English court sets aside an award on the basis of serious irregularity, but confirms the doctrine has limited scope
Kluwer Arbitration Blog
March 23, 2009
Please refer to this post as:, ‘English court sets aside an award on the basis of serious irregularity, but confirms the doctrine has limited scope’, Kluwer Arbitration Blog, March 23 2009, http://arbitrationblog.kluwerarbitration.com/2009/03/23/english-court-sets-aside-an-award-on-the-basis-of-serious-irregularity-but-confirms-the-doctrine-has-limited-scope/
A recent decision of the English High Court (F Ltd v M Ltd  EWHC 275 (TCC)) confirms that the Court may intervene and allow successful challenge of an arbitral award in order to protect parties against the unfair conduct of an arbitration. However, the case also demonstrates that the applicable test (i.e. a serious irregularity in the conduct of proceedings causing substantial injustice to a party) remains a high bar to establishing that an arbitral award should be set aside. The case is also unusual in that the dissenting opinion of a member of the arbitral tribunal provided the meat for challenge in this case – illustrating the risks attaching to a lack of unity amongst tribunal members.
The award provided £1,856,597.90 to the claimant and £1,101,871 to the defendant (the claimant accordingly recovering a net sum of £754,726.93 plus 40% of its costs). However, and as the Court acknowledged, rather unusually, one of the three members of the arbitral tribunal disagreed with the views of the majority on three points and so delivered a detailed dissenting opinion as part of the award. This dissension rendered the award vulnerable to challenge – the Court agreeing to uphold an element of the appeal relying on issues raised by the dissenting opinion.
The nature of the appeal required the Court to consider the tribunal members’ approach to construction and their evaluation of the evidence, so allowing it to enquire as to the merits of the decision to a degree as well as the soundness of procedure. However, there does not seem to have been an unwarranted transgression on arbitral autonomy in this case – especially given the dissension amongst the tribunal.
The point on which the appeal succeeded was that there was no pleaded basis for finding that the claimant had admitted a certain sum to be due to the defendant. The arbitral tribunal had mistakenly assumed that the point had been raised in pleadings and not objected to by the claimant. The Court confirmed that, in circumstances where a point has been decided against a party without it ever having been heard on the issue, a serious irregularity will be established. The Court accordingly found that there had been an error by the majority in awarding the sum claimed to the defendant.
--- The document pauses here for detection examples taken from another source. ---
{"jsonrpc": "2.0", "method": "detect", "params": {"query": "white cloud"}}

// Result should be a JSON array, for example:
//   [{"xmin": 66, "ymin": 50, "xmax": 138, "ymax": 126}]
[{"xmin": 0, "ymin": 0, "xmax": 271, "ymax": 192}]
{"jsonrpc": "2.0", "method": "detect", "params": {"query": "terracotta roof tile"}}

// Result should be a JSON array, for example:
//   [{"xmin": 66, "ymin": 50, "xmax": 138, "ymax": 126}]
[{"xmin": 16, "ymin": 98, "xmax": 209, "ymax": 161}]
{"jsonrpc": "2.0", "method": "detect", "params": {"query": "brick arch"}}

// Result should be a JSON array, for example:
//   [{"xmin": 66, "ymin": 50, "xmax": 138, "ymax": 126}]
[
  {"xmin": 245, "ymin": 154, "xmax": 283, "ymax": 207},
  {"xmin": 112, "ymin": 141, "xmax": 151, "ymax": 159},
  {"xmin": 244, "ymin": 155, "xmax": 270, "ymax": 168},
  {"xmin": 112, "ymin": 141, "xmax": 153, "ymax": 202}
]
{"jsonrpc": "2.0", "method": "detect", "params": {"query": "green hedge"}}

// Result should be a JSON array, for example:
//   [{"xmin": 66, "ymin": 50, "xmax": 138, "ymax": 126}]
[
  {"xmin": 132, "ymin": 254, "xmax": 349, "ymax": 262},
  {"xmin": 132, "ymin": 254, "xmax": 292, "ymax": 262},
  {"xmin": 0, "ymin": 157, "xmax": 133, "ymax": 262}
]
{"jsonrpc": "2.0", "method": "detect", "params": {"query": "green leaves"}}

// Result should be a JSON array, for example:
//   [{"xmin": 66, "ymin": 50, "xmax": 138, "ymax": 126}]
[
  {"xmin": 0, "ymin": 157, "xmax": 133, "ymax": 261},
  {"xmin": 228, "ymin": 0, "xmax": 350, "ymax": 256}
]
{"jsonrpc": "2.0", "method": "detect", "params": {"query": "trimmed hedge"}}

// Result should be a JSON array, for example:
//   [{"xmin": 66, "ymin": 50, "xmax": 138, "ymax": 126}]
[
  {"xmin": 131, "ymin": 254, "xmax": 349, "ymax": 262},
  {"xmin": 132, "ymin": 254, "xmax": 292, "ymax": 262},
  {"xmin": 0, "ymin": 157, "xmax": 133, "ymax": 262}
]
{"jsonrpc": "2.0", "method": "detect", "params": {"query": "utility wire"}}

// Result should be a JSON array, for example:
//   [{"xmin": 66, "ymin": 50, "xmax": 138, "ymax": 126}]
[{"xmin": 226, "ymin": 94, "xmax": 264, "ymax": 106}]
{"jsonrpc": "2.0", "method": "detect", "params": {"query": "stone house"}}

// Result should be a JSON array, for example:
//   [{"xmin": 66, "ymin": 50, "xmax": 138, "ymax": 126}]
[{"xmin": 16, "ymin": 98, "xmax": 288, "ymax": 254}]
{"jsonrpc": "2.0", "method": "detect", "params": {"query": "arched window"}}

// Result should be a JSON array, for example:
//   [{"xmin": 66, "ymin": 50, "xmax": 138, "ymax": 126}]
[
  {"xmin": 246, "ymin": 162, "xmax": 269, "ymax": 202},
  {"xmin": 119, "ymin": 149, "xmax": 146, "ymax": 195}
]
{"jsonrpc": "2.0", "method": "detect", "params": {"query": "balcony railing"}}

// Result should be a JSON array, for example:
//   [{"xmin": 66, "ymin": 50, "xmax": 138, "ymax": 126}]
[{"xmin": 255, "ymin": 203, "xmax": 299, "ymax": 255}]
It is important to recognise that the combination of circumstances in F Ltd v M Ltd is unusual. As the Court acknowledged, it is necessary to demonstrate that any serious irregularity has caused substantial injustice to a party for any challenge to be successful. A finding on an issue on which no evidence had been submitted or pleading advanced, coupled with a clear dissenting statement from a member of the arbitral tribunal that he considered the finding to have no basis, clearly falls into this category. However, other cases on irregularity and the application of section 68 of the Arbitration Act 1996 demonstrate that a successful challenge on this basis is rare indeed. The House of Lords (in Lesotho Highlands) confirmed that section 68 will be interpreted restrictively, Lord Steyn’s judgment stating that it would not extend to situations where the tribunal used its powers incorrectly, or reached the ‘wrong’ decision, but only where it had acted ultra vires or failed to use a mandatory power.
Another recently decided case, TAG Wealth Management v. West  EWHC 1466 (Comm) neatly illustrates the limitations on irregularity challenges. In that case, arbitration proceedings stretched out for almost six years before being struck out in February 2008 (only six months after pleadings in the case had been submitted) on the basis of inordinate and inexcusable delay (section 41(3) of the Arbitration Act 1996). In rejecting the claimant’s challenge to the strike out decision on the basis of serious irregularity, the Court simply pointed out that the disclosure period had taken almost five years, that the delay was largely due to the claimant, and that the arbitrator’s factual finding as to the cause of the delay ‘cannot be challenged’. The Court added that neither a failure to particularise certain criticisms nor to misunderstand some of the documents constitute a serious irregularity. Finally the alleged improper behaviour of the arbitrator during the hearing (where he apparently commented that the claimant’s solicitor, Ms Novakovic “must have obtained her surname upon marriage because she spoke English so well”) did not cause substantial injustice to the claimant.
TAG confirms the general approach of the English courts to challenge on the basis of serious irregularity, and quotes previous authority in concluding that
“the authorities have been right to place a high hurdle in the way of a party seeking to set aside an award by reference to section 68… [it would] be a retrograde step to allow appeals on fact or law… to come in by the side door“.